A local Teamsters union must still pay about $2 million to the landlord of its previous headquarters, after an appellate court found its lease agreement was valid even though the local president didn’t follow proper protocol in executing the agreement.
1550 MP Road LLC filed suit after it said Teamsters Local Union No. 700 had breached a lease and purchase agreement for a property built by the company for the union’s headquarters. The lease agreement was entered into by Thomas Clair, secretary-treasurer and principal officer of Teamsters Local 726. About a year later, the International Brotherhood of Teamsters voted to dissolve Local 726 and another chapter, Local 714, and merge them into Local 700.
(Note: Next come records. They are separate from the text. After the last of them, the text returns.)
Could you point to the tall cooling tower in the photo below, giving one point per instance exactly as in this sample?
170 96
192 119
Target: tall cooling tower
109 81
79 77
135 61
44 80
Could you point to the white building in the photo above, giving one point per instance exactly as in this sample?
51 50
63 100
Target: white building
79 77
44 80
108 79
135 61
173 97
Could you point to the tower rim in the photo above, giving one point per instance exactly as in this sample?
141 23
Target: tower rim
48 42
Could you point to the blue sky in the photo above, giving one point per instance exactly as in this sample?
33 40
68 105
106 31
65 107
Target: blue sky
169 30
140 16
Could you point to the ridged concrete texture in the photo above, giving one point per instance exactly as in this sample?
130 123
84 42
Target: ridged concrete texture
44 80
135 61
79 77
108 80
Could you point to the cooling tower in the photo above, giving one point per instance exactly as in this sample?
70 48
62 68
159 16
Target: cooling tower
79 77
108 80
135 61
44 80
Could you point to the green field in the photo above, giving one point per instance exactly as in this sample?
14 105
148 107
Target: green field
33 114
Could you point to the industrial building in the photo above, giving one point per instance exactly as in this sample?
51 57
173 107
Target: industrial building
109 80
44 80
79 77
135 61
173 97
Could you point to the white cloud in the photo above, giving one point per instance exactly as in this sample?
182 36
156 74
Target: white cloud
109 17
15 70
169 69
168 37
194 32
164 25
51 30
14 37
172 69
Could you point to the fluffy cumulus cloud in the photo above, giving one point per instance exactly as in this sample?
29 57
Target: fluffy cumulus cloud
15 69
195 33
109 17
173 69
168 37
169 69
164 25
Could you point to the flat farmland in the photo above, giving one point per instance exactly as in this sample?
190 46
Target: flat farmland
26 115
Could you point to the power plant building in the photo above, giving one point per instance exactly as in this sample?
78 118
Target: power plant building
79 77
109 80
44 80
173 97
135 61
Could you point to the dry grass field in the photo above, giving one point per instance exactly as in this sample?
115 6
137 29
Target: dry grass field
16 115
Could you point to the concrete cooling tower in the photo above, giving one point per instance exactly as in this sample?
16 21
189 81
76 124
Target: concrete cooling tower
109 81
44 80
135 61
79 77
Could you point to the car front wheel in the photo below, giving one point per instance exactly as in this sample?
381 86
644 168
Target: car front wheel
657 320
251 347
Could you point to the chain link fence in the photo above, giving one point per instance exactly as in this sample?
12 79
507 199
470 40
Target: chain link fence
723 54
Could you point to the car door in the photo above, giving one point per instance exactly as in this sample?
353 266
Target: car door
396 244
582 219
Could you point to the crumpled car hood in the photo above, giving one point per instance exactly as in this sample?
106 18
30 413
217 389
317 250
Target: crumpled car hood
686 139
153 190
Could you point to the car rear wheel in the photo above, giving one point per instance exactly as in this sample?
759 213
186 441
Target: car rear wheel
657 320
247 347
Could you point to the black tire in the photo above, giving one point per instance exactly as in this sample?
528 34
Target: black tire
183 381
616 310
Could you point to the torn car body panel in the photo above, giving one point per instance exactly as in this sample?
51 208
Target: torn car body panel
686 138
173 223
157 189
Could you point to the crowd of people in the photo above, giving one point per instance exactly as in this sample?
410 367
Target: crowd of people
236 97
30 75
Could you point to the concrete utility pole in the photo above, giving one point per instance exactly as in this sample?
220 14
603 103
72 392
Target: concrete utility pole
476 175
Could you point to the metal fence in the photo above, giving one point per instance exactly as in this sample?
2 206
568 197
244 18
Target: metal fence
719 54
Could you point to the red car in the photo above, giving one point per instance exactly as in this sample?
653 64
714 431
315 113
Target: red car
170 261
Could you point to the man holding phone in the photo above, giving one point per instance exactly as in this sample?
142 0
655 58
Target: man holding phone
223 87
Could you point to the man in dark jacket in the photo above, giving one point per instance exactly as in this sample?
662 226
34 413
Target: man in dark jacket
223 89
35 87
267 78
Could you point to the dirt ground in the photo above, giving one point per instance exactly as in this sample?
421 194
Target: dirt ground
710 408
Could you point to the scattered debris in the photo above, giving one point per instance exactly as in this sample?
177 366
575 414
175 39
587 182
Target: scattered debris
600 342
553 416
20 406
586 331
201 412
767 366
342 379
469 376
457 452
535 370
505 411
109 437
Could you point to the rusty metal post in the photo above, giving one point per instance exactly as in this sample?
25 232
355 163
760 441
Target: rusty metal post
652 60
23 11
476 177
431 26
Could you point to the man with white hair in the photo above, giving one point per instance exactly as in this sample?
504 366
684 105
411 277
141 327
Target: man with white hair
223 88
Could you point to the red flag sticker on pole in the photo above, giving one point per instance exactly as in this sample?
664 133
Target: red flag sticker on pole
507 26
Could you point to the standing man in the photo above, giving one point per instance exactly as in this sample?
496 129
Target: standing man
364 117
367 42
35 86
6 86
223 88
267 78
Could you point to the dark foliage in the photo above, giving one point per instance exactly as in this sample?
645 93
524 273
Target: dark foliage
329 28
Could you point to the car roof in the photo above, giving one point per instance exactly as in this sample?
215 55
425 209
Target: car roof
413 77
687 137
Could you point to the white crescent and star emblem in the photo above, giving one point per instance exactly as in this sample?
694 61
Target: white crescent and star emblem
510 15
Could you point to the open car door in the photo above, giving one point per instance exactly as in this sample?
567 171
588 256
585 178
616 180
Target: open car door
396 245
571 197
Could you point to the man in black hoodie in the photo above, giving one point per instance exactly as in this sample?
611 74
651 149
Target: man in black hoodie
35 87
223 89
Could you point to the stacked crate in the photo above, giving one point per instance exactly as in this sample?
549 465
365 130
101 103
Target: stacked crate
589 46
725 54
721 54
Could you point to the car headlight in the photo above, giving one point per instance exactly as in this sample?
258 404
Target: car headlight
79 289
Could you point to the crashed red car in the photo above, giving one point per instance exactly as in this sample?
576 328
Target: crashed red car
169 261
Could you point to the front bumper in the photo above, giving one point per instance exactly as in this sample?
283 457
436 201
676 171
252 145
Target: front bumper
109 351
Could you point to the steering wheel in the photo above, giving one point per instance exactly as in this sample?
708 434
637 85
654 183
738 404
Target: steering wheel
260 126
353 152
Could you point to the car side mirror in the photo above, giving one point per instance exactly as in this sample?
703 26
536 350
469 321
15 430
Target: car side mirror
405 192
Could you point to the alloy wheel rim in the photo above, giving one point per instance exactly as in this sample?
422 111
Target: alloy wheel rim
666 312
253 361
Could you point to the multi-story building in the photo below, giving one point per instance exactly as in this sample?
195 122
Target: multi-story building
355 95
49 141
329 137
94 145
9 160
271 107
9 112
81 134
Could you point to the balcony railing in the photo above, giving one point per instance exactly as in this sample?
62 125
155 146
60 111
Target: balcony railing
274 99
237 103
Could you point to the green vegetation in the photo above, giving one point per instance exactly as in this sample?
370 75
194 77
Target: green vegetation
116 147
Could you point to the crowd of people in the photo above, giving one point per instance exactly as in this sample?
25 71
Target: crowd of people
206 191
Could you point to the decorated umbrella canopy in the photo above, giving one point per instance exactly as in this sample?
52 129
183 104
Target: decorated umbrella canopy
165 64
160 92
About six months before Local 726 was dissolved, it was placed in the care of a trustee who tried to renegotiate the lease and purchase agreement, according to court records. Teamster records indicate officials at the International believed Local 726 was being financially mismanaged, and particularly thought the lease agreement was a drain the union couldn’t afford. The new chapter, Local 700, continued trying to renegotiate the contract before moving out of the building about four months after its charter.
The landlord filed a breach of contract suit against Local 700, claiming it was liable for Local 726’s contract under corporate successor liability. The suit also charged individual Teamster officials with tortious interference.
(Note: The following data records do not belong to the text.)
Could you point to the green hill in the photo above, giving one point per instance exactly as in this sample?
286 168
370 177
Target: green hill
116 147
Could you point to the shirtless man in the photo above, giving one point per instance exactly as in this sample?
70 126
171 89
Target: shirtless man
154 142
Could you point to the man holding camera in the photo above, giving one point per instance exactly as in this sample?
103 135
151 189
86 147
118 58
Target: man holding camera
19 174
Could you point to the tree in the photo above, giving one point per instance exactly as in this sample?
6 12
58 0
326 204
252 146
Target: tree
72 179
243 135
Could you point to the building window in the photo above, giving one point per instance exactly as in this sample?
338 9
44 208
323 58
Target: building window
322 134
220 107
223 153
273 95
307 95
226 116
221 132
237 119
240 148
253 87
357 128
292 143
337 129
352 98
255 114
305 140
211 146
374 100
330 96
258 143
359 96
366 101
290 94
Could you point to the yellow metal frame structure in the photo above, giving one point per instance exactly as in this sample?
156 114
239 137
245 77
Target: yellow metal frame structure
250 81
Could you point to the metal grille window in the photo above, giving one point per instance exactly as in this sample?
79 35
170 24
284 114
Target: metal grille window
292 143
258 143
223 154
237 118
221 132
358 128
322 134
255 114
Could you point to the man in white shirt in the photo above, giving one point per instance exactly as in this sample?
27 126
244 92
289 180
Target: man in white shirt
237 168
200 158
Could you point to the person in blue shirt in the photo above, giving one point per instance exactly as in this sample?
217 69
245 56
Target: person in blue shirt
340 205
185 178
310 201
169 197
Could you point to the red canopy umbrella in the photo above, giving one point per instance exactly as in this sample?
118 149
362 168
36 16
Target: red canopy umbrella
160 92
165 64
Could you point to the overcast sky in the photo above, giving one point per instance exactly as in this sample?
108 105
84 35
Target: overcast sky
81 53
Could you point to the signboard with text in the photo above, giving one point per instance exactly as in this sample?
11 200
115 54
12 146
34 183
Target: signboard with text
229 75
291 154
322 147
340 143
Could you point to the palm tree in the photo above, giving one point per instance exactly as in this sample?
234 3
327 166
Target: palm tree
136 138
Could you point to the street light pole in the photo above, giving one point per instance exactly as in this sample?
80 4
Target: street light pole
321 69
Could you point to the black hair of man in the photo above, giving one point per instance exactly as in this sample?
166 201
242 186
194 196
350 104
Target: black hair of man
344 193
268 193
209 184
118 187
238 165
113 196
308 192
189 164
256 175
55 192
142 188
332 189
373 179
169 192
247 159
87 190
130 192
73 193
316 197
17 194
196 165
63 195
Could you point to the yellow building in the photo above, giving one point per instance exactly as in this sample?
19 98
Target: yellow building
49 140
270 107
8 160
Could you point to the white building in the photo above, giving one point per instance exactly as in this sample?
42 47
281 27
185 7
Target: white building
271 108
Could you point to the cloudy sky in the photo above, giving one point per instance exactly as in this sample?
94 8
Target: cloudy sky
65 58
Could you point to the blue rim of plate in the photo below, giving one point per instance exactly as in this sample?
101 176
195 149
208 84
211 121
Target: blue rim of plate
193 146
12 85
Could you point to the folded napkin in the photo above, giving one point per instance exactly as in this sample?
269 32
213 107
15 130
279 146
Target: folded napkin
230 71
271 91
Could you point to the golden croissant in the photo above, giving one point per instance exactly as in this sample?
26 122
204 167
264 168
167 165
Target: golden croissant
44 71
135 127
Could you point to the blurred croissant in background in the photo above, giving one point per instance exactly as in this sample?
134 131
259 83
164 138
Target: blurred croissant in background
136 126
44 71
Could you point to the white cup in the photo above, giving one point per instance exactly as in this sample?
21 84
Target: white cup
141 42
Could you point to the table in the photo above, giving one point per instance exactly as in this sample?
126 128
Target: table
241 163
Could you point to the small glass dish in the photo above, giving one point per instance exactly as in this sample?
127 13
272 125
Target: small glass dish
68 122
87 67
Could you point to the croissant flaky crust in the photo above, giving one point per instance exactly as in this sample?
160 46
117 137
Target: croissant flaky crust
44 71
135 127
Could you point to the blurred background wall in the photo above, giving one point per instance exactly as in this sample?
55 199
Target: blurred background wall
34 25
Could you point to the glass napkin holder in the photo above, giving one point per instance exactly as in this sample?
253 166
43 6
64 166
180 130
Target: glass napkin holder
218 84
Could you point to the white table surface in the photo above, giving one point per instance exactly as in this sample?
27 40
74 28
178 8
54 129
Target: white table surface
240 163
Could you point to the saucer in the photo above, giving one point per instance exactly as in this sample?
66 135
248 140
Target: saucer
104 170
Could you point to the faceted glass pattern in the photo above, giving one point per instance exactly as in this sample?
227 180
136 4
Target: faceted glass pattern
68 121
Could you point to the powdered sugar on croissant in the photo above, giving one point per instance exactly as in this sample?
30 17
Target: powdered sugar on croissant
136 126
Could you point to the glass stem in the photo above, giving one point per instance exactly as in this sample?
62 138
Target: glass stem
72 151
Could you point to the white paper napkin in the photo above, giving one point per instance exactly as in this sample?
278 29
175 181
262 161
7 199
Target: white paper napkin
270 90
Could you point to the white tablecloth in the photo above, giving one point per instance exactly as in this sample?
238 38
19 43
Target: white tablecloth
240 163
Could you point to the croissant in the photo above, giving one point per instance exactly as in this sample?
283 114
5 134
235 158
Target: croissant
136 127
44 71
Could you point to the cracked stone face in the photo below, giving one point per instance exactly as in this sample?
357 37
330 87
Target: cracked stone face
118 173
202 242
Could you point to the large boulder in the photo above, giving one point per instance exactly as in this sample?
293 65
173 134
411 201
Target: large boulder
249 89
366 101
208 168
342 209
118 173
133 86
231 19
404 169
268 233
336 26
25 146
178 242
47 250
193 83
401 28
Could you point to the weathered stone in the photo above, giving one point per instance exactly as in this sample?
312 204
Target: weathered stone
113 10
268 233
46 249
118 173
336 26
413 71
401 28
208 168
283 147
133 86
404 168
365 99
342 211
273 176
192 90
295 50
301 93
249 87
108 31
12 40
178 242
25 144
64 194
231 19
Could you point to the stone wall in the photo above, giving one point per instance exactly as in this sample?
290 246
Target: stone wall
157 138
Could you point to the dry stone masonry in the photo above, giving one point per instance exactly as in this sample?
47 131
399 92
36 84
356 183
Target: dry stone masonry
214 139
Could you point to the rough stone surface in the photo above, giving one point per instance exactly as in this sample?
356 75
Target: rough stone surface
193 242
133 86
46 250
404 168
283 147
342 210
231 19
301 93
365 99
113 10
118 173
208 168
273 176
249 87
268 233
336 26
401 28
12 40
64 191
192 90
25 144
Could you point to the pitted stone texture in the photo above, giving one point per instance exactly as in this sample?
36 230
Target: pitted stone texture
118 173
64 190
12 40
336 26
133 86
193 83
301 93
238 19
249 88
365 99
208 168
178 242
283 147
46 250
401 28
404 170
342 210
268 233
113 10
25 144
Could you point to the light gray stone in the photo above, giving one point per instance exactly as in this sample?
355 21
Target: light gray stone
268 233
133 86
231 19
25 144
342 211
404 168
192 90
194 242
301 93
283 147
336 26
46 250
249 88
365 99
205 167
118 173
After a bench trial, the circuit court found Local 700 was liable for the breach of contract under successor liability and under the Fraudulent Transfer Act, and found one official liable for tortious interference. The court awarded nearly $2 million in damages and more than $320,000 in court costs.
In its appeal, the union claimed the original contract was void because it was improperly executed. According to Local 726’s bylaws, the contract should have been signed by two officials and voted upon by the union membership, but while Local 726 officials were aware of the agreement, Clair executed it on his own. In a posttrial motion, the union also claimed the agreement did not comply with the Property of Unincorporated Associations Act. While acknowledging the agreement did not comply with either the union’s bylaws or the statute, the court said that did not automatically render the contract void.
The union also said the contract was unenforceable because Clair did not have the actual or apparent authority to enter into it on his own. The court, however, found the plaintiff had reason to believe Clair was acting with apparent authority in his position as the local’s principal, particularly as other members of the union’s executive leadership had visited the site and participated in talks about the plans for the building. And since the union moved into the building and paid rent on it, the court said, Clair was clearly not acting against the local’s wishes.
The union fought the circuit court’s finding of successor liability, arguing the required “continuity of ownership” provision is not met because unions don’t have owners in the same way that businesses do. The appellate court affirmed the finding, though it rejected the circuit court’s finding that Local 726 fraudulently transferred assets to Local 700. The union had deliberately structured the new chapter to be a consolidation of the former chapters, and Local 700 had absorbed all of 726’s members, operations, functions and assets – as well as its liabilities.
“Allowing an unincorporated labor association to avoid its obligations under an enforceable contract through the International’s dissolution and simultaneous transfer of the local’s entire operation to a newly-chartered local operating under the same International umbrella would eviscerate the integrity and purpose of contracting, would provide unincorporated associations an escape valve unknown to established contract law, and would serve no legitimate commercial purpose,” the court wrote.
The appellate court also threw out the circuit court’s finding of tortious interference against Local 700 boss John Coli, who instigated the union’s move out of the leased building.
“Each action had a legitimate business purpose and was in furtherance of Coli’s fiduciary duty as an International trustee, member of [Joint Council 25 of the International Brotherhood of Teamsters] and as trustee of Local 700,” the court wrote.
Justice Daniel J. Pierce delivered the opinion of the court. Justices Sheldon A. Harris and John B. Simon concurred.
According to Cook County court records, Local 700 was represented by the firm of Jacobs Burns Orlove & Hernandez, of Chicago, while the plaintiffs were represented by attorney Richard K. Hellerman, of Chicago.